Xu outlines six pathways for transformation: reconstructing liberal arts around fundamental questions; building trinity systems linking education, technology, and talent; redefining philosophy to stress meta-abilities; advancing human–machine collaborative learning; fostering non-coding skills; and reshaping research paradigms through AI-enhanced discovery.
Dr Xu Fei is the Executive Vice President of Fuyao University of Science and Technology (FYUST) and Dean of its Digital Economy and Management School. An experienced academic leader with a PhD in Management Engineering from Southwest Jiaotong University, he previously served as president of the University and held roles at Shanghai Jiaotong University. His expertise spans strategic management and innovation.
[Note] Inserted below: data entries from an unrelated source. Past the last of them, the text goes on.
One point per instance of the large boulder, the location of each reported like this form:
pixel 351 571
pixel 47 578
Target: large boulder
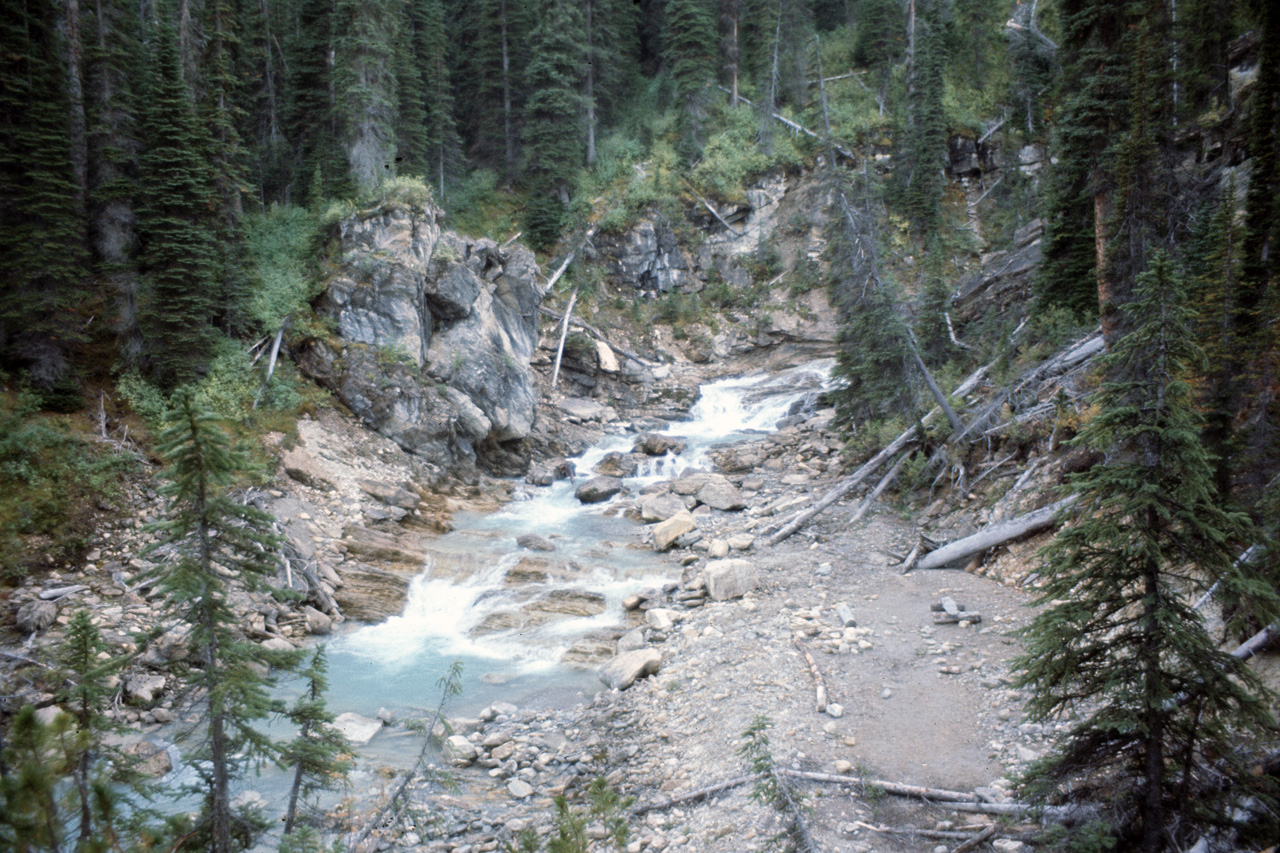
pixel 730 579
pixel 625 669
pixel 666 533
pixel 437 332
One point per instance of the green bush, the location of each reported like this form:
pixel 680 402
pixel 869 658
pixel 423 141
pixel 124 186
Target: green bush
pixel 50 484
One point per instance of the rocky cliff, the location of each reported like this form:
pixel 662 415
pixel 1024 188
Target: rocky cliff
pixel 433 334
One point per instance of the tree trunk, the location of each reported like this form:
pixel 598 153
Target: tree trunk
pixel 995 536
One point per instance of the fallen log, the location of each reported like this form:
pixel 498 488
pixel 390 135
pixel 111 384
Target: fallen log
pixel 869 468
pixel 691 797
pixel 887 787
pixel 995 534
pixel 818 683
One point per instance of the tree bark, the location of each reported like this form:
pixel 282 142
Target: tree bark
pixel 995 534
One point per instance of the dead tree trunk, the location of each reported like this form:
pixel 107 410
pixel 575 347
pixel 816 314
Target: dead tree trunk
pixel 995 536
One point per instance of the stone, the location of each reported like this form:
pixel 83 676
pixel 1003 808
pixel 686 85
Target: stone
pixel 458 751
pixel 659 445
pixel 625 669
pixel 727 579
pixel 598 489
pixel 520 789
pixel 142 689
pixel 661 619
pixel 616 464
pixel 152 760
pixel 318 623
pixel 534 542
pixel 357 728
pixel 666 533
pixel 36 616
pixel 659 507
pixel 720 493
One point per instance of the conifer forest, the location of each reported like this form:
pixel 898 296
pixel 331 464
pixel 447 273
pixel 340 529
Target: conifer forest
pixel 1038 242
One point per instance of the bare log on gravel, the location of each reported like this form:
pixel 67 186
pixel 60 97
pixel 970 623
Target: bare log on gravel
pixel 819 684
pixel 995 534
pixel 693 797
pixel 887 787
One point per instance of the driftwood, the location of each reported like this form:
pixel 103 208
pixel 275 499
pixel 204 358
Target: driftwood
pixel 995 534
pixel 869 468
pixel 599 336
pixel 976 840
pixel 693 797
pixel 887 787
pixel 819 685
pixel 560 347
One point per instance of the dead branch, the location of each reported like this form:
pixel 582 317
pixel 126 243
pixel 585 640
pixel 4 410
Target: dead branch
pixel 560 347
pixel 976 840
pixel 691 797
pixel 819 685
pixel 599 336
pixel 887 787
pixel 995 534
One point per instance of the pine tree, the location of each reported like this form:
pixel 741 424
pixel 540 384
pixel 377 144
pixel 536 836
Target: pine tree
pixel 44 261
pixel 689 53
pixel 366 96
pixel 1118 637
pixel 177 226
pixel 215 546
pixel 318 755
pixel 554 80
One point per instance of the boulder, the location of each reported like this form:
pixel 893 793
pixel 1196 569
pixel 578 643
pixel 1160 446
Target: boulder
pixel 625 669
pixel 730 579
pixel 658 445
pixel 318 623
pixel 617 465
pixel 659 507
pixel 357 729
pixel 718 493
pixel 598 489
pixel 534 542
pixel 36 616
pixel 666 533
pixel 458 751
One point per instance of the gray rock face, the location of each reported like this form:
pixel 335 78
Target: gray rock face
pixel 730 579
pixel 625 669
pixel 437 333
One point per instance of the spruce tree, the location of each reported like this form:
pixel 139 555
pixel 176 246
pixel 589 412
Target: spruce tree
pixel 45 299
pixel 554 80
pixel 689 53
pixel 178 228
pixel 215 546
pixel 319 753
pixel 1118 638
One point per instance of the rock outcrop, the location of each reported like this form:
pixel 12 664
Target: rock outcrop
pixel 434 336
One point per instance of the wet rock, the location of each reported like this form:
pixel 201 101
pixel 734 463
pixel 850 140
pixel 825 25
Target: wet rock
pixel 625 669
pixel 727 579
pixel 598 489
pixel 659 445
pixel 534 542
pixel 659 507
pixel 142 689
pixel 36 616
pixel 357 728
pixel 617 465
pixel 666 533
pixel 458 751
pixel 152 760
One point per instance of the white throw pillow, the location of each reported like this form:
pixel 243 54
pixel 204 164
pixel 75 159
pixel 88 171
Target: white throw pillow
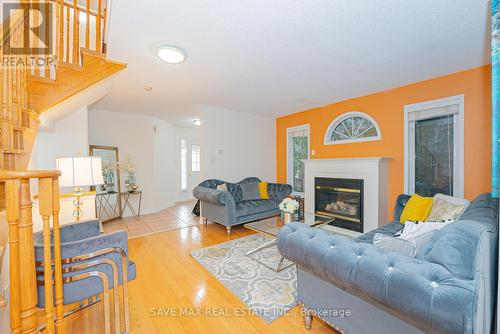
pixel 222 187
pixel 414 230
pixel 446 207
pixel 451 199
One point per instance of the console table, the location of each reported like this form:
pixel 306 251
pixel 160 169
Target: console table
pixel 125 199
pixel 108 206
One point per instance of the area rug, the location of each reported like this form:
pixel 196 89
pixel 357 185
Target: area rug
pixel 269 294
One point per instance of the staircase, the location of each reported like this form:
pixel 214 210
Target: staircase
pixel 79 40
pixel 71 79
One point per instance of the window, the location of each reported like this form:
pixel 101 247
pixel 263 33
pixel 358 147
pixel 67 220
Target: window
pixel 352 127
pixel 195 158
pixel 297 150
pixel 183 165
pixel 434 147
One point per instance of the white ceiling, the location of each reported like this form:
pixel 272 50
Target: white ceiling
pixel 275 57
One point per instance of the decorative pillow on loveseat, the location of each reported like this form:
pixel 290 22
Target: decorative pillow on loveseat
pixel 446 207
pixel 417 208
pixel 250 191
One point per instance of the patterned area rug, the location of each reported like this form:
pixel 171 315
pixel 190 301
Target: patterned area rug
pixel 268 293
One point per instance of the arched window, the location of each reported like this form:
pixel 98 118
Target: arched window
pixel 352 127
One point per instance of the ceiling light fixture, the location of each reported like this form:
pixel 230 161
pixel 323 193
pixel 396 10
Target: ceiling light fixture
pixel 171 54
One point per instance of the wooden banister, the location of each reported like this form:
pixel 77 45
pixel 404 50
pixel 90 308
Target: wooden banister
pixel 23 284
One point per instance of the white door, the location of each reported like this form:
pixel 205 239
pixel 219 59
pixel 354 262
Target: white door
pixel 194 166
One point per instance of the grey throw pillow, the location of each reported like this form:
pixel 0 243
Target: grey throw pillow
pixel 250 191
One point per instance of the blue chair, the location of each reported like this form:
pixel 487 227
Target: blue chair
pixel 93 263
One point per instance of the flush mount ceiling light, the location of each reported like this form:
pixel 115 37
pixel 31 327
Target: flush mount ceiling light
pixel 171 54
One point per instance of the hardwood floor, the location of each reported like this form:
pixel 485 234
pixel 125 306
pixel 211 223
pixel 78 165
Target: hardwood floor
pixel 168 278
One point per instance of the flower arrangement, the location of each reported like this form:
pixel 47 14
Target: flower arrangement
pixel 289 205
pixel 128 164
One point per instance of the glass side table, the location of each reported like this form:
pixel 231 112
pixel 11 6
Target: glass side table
pixel 125 199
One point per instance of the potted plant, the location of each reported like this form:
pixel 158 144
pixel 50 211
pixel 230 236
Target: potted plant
pixel 288 206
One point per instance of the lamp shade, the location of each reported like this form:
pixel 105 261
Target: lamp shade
pixel 80 171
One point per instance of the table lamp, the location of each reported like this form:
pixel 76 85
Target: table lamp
pixel 78 172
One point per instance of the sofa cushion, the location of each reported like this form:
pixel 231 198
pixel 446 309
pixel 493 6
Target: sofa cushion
pixel 389 229
pixel 245 208
pixel 456 249
pixel 456 246
pixel 235 191
pixel 250 191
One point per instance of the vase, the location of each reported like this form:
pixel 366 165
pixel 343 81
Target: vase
pixel 288 217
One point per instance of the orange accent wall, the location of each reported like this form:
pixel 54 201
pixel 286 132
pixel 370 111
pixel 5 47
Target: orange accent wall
pixel 387 109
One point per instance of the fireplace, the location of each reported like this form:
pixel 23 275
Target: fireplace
pixel 340 199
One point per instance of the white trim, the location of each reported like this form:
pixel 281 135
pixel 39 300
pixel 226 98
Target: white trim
pixel 293 129
pixel 458 123
pixel 341 118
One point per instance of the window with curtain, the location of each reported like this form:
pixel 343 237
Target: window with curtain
pixel 298 150
pixel 183 165
pixel 434 156
pixel 195 158
pixel 434 151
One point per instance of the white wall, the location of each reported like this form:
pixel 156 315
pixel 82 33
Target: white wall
pixel 152 152
pixel 236 145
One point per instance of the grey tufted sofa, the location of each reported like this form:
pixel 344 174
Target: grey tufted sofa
pixel 450 288
pixel 228 207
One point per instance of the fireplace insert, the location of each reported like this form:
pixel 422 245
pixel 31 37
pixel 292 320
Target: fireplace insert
pixel 340 199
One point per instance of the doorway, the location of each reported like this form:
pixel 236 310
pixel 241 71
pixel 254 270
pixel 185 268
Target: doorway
pixel 190 167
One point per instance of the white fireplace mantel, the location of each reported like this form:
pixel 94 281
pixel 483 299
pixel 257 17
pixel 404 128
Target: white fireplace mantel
pixel 373 171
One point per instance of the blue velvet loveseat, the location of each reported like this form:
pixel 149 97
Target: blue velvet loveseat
pixel 228 207
pixel 449 288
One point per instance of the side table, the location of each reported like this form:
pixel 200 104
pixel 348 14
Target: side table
pixel 125 197
pixel 108 206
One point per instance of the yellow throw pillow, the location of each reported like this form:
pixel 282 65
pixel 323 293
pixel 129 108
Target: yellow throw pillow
pixel 417 208
pixel 263 190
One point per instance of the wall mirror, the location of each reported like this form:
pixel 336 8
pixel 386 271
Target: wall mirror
pixel 108 199
pixel 110 170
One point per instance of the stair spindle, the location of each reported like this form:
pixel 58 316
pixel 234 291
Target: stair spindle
pixel 57 258
pixel 60 54
pixel 45 195
pixel 98 26
pixel 12 188
pixel 87 27
pixel 76 32
pixel 68 19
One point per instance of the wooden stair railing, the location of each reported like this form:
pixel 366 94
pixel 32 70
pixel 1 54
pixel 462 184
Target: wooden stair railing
pixel 23 283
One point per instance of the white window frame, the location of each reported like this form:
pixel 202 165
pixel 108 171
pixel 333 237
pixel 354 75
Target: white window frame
pixel 328 134
pixel 183 164
pixel 458 131
pixel 289 160
pixel 195 163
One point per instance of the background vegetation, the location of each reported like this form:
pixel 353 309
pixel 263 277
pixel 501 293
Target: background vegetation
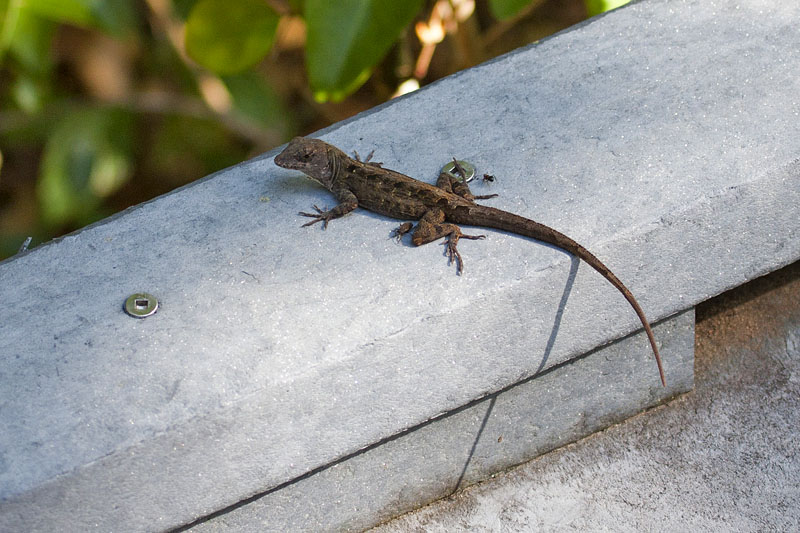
pixel 107 103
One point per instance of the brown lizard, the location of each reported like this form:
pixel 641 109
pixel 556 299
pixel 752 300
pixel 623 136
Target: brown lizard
pixel 438 209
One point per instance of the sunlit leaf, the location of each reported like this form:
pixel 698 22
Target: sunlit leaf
pixel 30 42
pixel 346 39
pixel 228 37
pixel 257 101
pixel 595 7
pixel 87 157
pixel 504 9
pixel 112 16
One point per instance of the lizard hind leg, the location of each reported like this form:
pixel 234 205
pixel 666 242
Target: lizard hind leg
pixel 432 227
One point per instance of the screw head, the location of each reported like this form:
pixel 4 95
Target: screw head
pixel 141 305
pixel 469 170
Zhou Dawang 周大旺 | Ministry of Education’s Science Technology and Informatisation Department director
The PRC national smart education platform is expanding in all directions. It will encompass ideology, politics, physical education, aesthetics, labour education, special needs instruction, and language studies, extending into family, social, elderly, and vocational education sectors.
The AI-empowered education initiative progresses through four strategic pillars
learning AI via wide-ranging literacy curricula spanning popularisation to frontier interdisciplinary studies
using AI through integrated intelligent lesson preparation, human-machine classroom collaboration, and learning analytics
creating AI by developing domestically-controlled educational language models and open-source ecosystems
protecting AI through robust technical, content, and ethical security frameworks with human-centred evaluation systems
Zhou announced plans for education-specific large language models built on domestic general-purpose foundations. The initiative will create an AI innovation open-source community, integrate multimodal data from textbooks and assessments, and set evaluation benchmarks. It will run incentive-based developer programs to promote technology sharing and collaborative progress in educational AI.
Zhou Dawang is Director of Science and Technology & Informatisation at the Ministry of Education, appointed in April 2023. He took a PhD in Microbiology and Immunology from Yeshiva University (USA) and was a postdoc at Harvard Medical School. Formerly a Vice President of Xiamen University, his pioneering research focuses on the hippo signalling pathway in liver cancer and ‘liquid gating technology’. An award-winning scientist, he now leads national digital education reform and innovation strategies.